Methods: Amongst 1403 hospital admissions in September 2014, true hyperkalaemia was detected in 44 patients. Out of these, 37 patients were included in the analysis.
Results: Out of 37 cases; 25 were of mild (67.6%), 4 moderate (10.8%) and 8 of severe hyperkalaemia (21.6%). The mean age was 76.4 years (35 - 101) with an equal male to female ratio. Summary of the audit results can be found in the table below.
SO007 Table 1:
All patients in the severe and 2 in the moderate group received treatment. ECG changes occurred in 6 patients and repeat ECGs post treatment were done in 4 of them (66.7%). These ECGs were repeated 12, 14, 15 and 24 hours post treatment. 10 ml 10% Calcium gluconate was administered to 5 patients with ECG changes (83%) and to 4 patients with no ECG changes. In patients with severe hyperkalaemia, continuous ECG monitoring was only documented in 1 patient (12.5%) and resin was given to 1 patient (12.5%). Repeat measurement of potassium (K+) level within 2 hours of treatment initiation was only done in 5/8 patients (62.5%). Out of 10 patients receiving insulin-glucose treatment, only 3 patients (30%) had repeat blood glucose measurement within 1 hour of treatment completion. An insulin-glucose infusion rate of ‘’over 15-30 minutes’’ as per guideline was prescribed in 7/10 cases (70%). Although a local guideline was available, it was not easily accessible and has not been updated. Since March 2014, no update on the topic hyperkalaemia has been taught in Emergency Department's (ED) or in Emergency Assessment Unit's (EAU) weekly teaching.

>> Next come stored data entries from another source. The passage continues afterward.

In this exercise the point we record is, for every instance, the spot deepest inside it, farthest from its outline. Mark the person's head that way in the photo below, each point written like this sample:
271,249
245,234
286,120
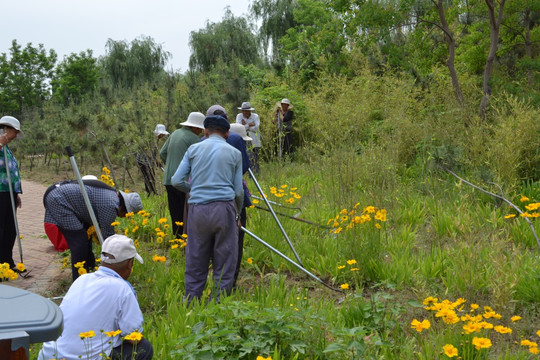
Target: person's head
246,109
216,124
11,127
195,122
117,253
160,131
129,202
217,110
285,103
240,130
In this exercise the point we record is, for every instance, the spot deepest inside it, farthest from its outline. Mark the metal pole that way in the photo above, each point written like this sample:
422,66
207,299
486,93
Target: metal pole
274,215
85,195
12,196
288,259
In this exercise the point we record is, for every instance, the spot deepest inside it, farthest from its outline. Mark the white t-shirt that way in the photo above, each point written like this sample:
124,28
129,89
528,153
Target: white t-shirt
101,301
252,127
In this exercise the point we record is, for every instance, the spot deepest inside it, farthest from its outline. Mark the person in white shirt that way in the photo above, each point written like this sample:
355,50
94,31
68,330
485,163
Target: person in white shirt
252,123
100,309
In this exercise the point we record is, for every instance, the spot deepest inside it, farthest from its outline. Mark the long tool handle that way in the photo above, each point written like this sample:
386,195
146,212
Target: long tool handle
288,259
275,216
13,203
85,194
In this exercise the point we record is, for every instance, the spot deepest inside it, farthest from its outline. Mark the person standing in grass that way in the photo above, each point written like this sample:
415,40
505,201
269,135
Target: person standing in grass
251,123
216,198
171,154
10,128
102,317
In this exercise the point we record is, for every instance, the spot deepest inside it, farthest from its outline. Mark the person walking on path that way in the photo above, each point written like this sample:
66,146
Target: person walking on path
216,198
10,128
67,217
251,123
100,309
171,154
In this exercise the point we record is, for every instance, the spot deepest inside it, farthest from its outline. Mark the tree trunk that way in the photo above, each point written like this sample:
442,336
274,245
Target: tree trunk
495,24
451,53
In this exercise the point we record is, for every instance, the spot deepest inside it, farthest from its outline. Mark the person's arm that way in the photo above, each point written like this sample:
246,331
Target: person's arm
180,177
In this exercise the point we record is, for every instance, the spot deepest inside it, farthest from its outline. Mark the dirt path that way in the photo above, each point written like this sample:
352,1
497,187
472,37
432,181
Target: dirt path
39,256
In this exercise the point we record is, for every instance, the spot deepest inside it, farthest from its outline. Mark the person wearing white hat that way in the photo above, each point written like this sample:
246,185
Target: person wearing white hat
103,302
10,128
171,154
284,118
67,219
251,123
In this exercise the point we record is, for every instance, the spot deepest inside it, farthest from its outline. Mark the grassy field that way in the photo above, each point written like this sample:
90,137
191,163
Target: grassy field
438,238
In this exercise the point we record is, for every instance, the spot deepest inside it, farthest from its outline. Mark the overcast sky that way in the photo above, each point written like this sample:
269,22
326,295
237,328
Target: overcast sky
72,26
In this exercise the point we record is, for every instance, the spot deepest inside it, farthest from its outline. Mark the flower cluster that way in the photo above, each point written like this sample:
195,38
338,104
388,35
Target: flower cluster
281,192
532,207
7,273
477,326
349,219
105,177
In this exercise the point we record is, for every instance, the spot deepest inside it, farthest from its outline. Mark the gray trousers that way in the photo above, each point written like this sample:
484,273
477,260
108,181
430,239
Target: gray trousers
212,234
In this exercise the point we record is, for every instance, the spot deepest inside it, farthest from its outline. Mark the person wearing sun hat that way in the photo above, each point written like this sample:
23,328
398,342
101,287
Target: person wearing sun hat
251,123
171,154
103,302
211,171
67,219
10,129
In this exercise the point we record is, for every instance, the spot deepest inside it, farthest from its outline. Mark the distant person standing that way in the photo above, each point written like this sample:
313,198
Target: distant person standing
215,201
147,160
171,154
10,128
251,123
284,119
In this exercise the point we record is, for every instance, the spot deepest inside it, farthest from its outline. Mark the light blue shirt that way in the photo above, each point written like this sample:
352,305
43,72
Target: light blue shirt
98,301
215,169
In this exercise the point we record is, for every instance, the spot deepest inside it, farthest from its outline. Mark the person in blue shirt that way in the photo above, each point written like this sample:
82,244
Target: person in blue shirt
214,169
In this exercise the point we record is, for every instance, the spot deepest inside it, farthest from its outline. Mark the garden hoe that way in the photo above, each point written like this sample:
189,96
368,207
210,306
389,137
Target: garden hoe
85,195
14,209
275,216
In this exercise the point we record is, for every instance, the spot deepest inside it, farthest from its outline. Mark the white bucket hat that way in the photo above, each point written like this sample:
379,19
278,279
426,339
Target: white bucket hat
246,106
240,130
160,130
121,247
14,123
195,119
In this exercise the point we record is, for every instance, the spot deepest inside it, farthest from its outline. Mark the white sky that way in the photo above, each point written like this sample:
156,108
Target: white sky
72,26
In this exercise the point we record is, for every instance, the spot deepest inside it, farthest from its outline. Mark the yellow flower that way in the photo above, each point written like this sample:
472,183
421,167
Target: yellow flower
450,350
87,334
134,336
420,326
481,343
113,333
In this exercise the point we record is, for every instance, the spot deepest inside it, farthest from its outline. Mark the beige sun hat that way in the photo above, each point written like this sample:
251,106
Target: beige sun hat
240,130
14,123
195,119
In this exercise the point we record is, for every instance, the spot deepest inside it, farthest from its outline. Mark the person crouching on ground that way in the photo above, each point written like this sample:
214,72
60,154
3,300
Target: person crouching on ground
104,303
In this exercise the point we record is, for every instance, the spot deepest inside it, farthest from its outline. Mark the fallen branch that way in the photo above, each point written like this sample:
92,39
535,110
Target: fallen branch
501,198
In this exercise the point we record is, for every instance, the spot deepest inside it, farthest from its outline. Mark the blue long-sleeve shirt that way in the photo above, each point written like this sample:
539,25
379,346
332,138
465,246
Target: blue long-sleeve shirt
215,169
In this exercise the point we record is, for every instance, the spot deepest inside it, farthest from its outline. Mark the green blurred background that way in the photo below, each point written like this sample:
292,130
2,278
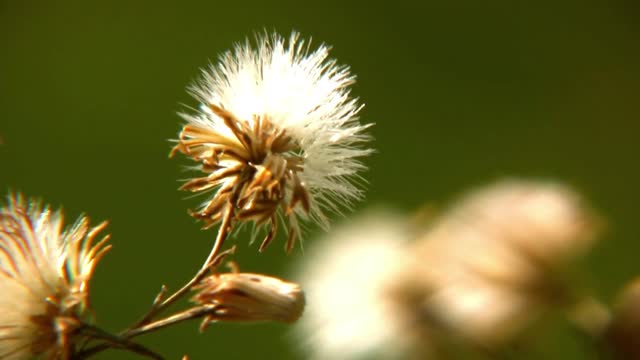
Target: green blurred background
462,92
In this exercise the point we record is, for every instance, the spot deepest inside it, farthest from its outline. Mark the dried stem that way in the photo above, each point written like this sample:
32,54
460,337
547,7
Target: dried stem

Conclusions: Our audit highlighted important issues such as delays in repeating ECG after treatment completion, insufficient dosage of calcium gluconate (undertreatment) and inappropriate prescription of calcium gluconate for patients without ECG changes; these are most likely caused by lack of education in the subject. As evidenced by this audit, the most common mistake practised involves administration of a single dose of 10 ml 10% calcium gluconate followed by poor assessment of response. The guidelines recommend a dose of 30 ml 10% calcium gluconate since sequential dosage is often required and this should be highlighted during teaching. Improvements in documentation and simple measurements such as; repeat K+-level within 2 hours after treatment initiation, measuring blood glucose within an hour after treatment completion and repeating ECG post treatment, are necessary to monitor possible side effects such as hypoglycaemia and to assess adequate response to treatment. Measurements involving updating local guidelines, teaching sessions for doctors and nursing staff working in ED and EAU, as well as displaying posters of treatment algorithm have been organized. A re-audit will be done once all steps are in place.